For instance, look at this snippet of simple but rather ambiguous markdown:

**md **is great*

How should it be rendered?

With md in bold and a trailing asterisk? Or with md and is great empahsized, with a leading astrisk? If there's an astrisk left over on the front should the snippet then be treated as an unordered list item?

Let's look at how a few different implementations render that snippet (note that all of the output is in HTML).

markdown.pl, the original markdown reference implementation:

md is great*

reddit:

*md *is great*

mastodon:

*md **is good

github:

**md *is great

Wow, literally every single one of them is different. Markdown clearly is something that I know I can write and it will be rendered exactly how it was intended on everybody's system.

Considering that the W3C lists over fifty markdown implementations, for many documents there could potentially be dozens of different interpretations of how it should be rendered (many I've tested render it the way shithub does, but many also don't).

Even though you can't control the presentation of Gemtext, you know that a link is going to be a link, and a preformatted block is going to be preformatted, and a header is going to be a header.

what markdown is good at

Markdown is excellent for writing documents that are readable in plaintext form, and that will only be rendered by a known parser implementation with known characteristics.

For example: writing a README.md for a repository that'll only be rendered by the git forge's markdown renderer, and otherwise will only be read as plaintext after people clone it.

Alternately, writing a wiki article or a post on a forum that'll be displayed pre-rendered by the site's renderer.

In this way you could call markdown a source format (making up terms here). It is great at being a source text that is input into a known renderer to generate the final output that will be distributed to others. If anyone's ever had to suffer to write BBCode you should be able to attest that it's a lot faster and easier to write markdown for a post somewhere (that'll be rendered by the forum software).

Markdown is also wonderful—better than all competition I've seen—at being naturally readable in plaintext form, and was in fact designed to roughly emulate how people tended to write complex documents in plaintext, e.g. on Usenet or in emails.

However, markdown is not good at being an exchange format (real term there). Raw markdown should absolutely not be transmitted like HTML to be displayed in a wide range of clients with a wide range of renderer implementations. It'll be incredibly unpredictable and a hectic mess, most likely with tons of this page best viewed in X, just like the good ol' Internet Explorer browser wars days! That's not the part of the old web people yearn for reviving, I'd wager.

And don't tell me that CommonMark is the savior of everything because so far it very clearly hasn't helped considering that all the implementations seem to take CommonMark as a “guideline” and extend or modify it as they see fit.

conclusion

While this post may seem like it's hating on markdown in spots, I'm not saying markdown sucks.

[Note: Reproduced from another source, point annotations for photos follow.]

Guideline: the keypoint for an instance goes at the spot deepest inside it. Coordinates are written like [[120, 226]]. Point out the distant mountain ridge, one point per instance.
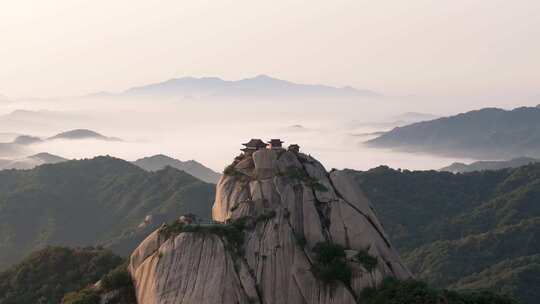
[[485, 133], [82, 134], [160, 161], [489, 165], [261, 85], [31, 161]]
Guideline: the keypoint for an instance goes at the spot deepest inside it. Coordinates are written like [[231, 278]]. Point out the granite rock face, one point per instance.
[[291, 204]]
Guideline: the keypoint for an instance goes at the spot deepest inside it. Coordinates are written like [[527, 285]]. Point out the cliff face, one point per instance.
[[281, 207]]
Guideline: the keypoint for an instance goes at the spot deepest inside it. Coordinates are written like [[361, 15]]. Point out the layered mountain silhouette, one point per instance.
[[160, 161], [489, 165], [82, 134], [32, 161], [485, 133], [261, 85]]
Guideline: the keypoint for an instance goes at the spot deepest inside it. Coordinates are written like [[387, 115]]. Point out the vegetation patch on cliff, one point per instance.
[[330, 264], [368, 261], [300, 175]]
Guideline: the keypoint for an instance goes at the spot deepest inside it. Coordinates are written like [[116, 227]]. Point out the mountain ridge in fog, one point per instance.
[[160, 161], [261, 85], [484, 165], [82, 134], [485, 133]]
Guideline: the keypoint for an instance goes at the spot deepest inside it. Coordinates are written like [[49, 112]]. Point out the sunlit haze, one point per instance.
[[68, 62]]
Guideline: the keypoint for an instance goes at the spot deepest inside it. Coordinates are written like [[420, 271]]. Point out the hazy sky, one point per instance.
[[440, 48]]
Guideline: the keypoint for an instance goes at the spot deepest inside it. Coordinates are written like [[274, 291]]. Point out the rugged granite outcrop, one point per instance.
[[277, 208]]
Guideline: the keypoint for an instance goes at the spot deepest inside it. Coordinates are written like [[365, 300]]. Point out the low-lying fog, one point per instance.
[[211, 131]]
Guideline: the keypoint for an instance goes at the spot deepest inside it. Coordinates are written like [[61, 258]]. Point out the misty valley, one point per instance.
[[269, 152]]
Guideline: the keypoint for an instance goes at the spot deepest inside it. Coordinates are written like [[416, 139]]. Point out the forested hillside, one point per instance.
[[472, 230], [46, 275], [101, 201]]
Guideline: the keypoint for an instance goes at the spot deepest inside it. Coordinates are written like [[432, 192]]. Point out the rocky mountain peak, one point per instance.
[[285, 231]]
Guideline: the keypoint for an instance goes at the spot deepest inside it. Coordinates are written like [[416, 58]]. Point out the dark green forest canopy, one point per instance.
[[46, 275], [472, 230], [99, 201]]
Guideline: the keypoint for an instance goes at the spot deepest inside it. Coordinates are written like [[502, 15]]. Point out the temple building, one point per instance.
[[294, 148], [275, 144], [253, 145]]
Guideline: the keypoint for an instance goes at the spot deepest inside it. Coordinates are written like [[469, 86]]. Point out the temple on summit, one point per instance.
[[274, 144]]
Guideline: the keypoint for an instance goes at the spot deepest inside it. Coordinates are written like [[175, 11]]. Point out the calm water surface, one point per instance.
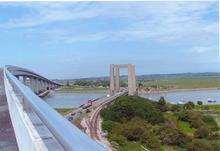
[[194, 96], [71, 100]]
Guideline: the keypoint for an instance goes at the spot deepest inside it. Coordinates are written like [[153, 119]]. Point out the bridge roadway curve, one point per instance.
[[7, 136], [91, 122]]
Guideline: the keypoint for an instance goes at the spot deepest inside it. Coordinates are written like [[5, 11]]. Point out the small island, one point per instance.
[[134, 123]]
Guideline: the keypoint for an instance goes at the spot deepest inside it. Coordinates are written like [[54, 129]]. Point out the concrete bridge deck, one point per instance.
[[7, 136]]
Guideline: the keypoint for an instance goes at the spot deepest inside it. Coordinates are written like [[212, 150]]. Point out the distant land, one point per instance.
[[146, 77]]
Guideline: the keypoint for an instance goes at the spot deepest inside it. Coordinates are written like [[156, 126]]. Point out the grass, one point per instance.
[[215, 107], [64, 111]]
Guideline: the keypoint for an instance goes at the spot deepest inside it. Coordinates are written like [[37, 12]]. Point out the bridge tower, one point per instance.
[[115, 78]]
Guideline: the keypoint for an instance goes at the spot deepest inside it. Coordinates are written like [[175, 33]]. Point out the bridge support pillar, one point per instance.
[[115, 78]]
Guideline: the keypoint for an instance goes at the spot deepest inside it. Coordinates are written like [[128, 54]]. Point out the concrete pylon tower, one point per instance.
[[115, 78]]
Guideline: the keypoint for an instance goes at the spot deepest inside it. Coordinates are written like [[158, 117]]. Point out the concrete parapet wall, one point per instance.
[[31, 133]]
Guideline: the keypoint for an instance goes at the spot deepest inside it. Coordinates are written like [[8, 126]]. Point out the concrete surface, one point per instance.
[[7, 136]]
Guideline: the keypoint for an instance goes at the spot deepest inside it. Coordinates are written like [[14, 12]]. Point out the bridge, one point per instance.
[[34, 125]]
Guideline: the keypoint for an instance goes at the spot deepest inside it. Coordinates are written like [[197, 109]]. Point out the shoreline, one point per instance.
[[177, 90]]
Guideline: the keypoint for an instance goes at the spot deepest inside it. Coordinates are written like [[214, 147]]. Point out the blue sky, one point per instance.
[[81, 39]]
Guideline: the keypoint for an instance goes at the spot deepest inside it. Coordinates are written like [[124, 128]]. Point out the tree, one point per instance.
[[199, 102], [67, 83], [189, 105], [202, 132], [199, 145]]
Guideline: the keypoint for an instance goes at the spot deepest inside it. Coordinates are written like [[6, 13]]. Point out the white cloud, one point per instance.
[[163, 22], [199, 50]]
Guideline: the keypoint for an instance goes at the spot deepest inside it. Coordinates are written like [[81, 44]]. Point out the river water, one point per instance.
[[185, 96], [72, 100]]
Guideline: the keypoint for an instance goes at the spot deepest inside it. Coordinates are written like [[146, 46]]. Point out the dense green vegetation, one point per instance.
[[135, 123], [181, 83]]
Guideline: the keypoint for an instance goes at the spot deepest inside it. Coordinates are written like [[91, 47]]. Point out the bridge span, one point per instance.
[[38, 127]]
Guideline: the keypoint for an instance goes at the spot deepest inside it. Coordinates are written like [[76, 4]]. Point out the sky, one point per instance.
[[81, 39]]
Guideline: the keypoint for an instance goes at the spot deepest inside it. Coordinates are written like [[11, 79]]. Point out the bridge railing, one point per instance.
[[68, 135]]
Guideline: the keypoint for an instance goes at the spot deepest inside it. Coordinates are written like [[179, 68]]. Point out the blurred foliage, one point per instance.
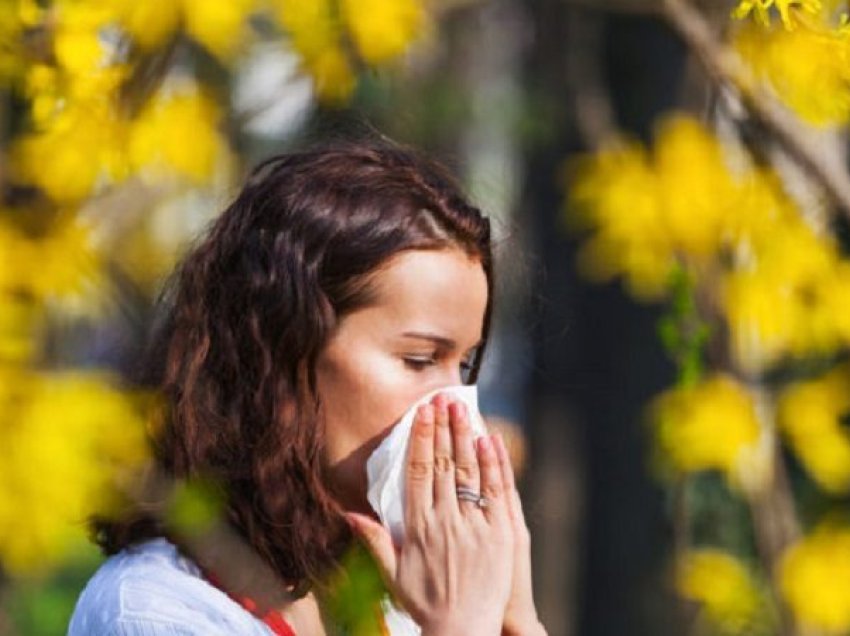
[[755, 277]]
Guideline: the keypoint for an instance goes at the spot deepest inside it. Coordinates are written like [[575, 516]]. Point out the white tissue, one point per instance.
[[385, 466], [385, 473]]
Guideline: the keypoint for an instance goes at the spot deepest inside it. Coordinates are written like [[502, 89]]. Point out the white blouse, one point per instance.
[[152, 590]]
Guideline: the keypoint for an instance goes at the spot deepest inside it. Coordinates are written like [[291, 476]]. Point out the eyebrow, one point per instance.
[[448, 343]]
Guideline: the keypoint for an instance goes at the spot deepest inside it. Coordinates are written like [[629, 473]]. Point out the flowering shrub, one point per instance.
[[757, 284]]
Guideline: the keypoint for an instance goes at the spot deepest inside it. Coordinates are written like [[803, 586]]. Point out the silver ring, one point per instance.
[[467, 494]]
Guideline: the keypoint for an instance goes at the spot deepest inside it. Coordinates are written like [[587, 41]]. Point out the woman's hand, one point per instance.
[[453, 571], [520, 614]]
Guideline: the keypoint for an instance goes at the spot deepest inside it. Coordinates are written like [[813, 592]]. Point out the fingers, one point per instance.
[[492, 488], [444, 462], [467, 474], [512, 501], [377, 540], [419, 482]]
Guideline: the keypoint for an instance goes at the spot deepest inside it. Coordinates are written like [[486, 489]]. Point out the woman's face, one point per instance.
[[417, 336]]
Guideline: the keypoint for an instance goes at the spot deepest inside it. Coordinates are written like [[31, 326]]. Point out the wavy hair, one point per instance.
[[248, 311]]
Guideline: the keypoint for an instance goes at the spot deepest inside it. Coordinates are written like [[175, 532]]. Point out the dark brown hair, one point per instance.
[[249, 310]]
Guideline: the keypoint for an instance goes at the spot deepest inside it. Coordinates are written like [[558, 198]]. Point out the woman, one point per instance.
[[341, 285]]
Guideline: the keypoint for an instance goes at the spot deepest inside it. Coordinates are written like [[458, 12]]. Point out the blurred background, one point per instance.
[[669, 191]]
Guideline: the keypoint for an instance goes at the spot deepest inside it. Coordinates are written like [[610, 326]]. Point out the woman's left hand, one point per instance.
[[520, 614]]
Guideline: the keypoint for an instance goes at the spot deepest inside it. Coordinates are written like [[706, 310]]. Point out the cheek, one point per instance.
[[363, 396]]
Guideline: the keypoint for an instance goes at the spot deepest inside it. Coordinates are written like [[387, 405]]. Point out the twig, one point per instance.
[[727, 69]]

Markdown is amazing for what John Gruber originally intended it for: quickly and naturally writing HTML documents (particularly documents embedded within an existing HTML page skeleton). It also excels at being a format that can be rendered prettily while also still looking good in a terminal.

However it is terrible at being something that is portable and can be transferred to many users with varied software installations. Please do not ever do so.

There are a lot better formats for archival and exchange that will be reliably parsed, maybe XHTML? Roff? (me hoping too much there lol). It'd probably be best to design a bespoke language if you really are designing something to replace HTML. Oh wait, that's what Gemini did!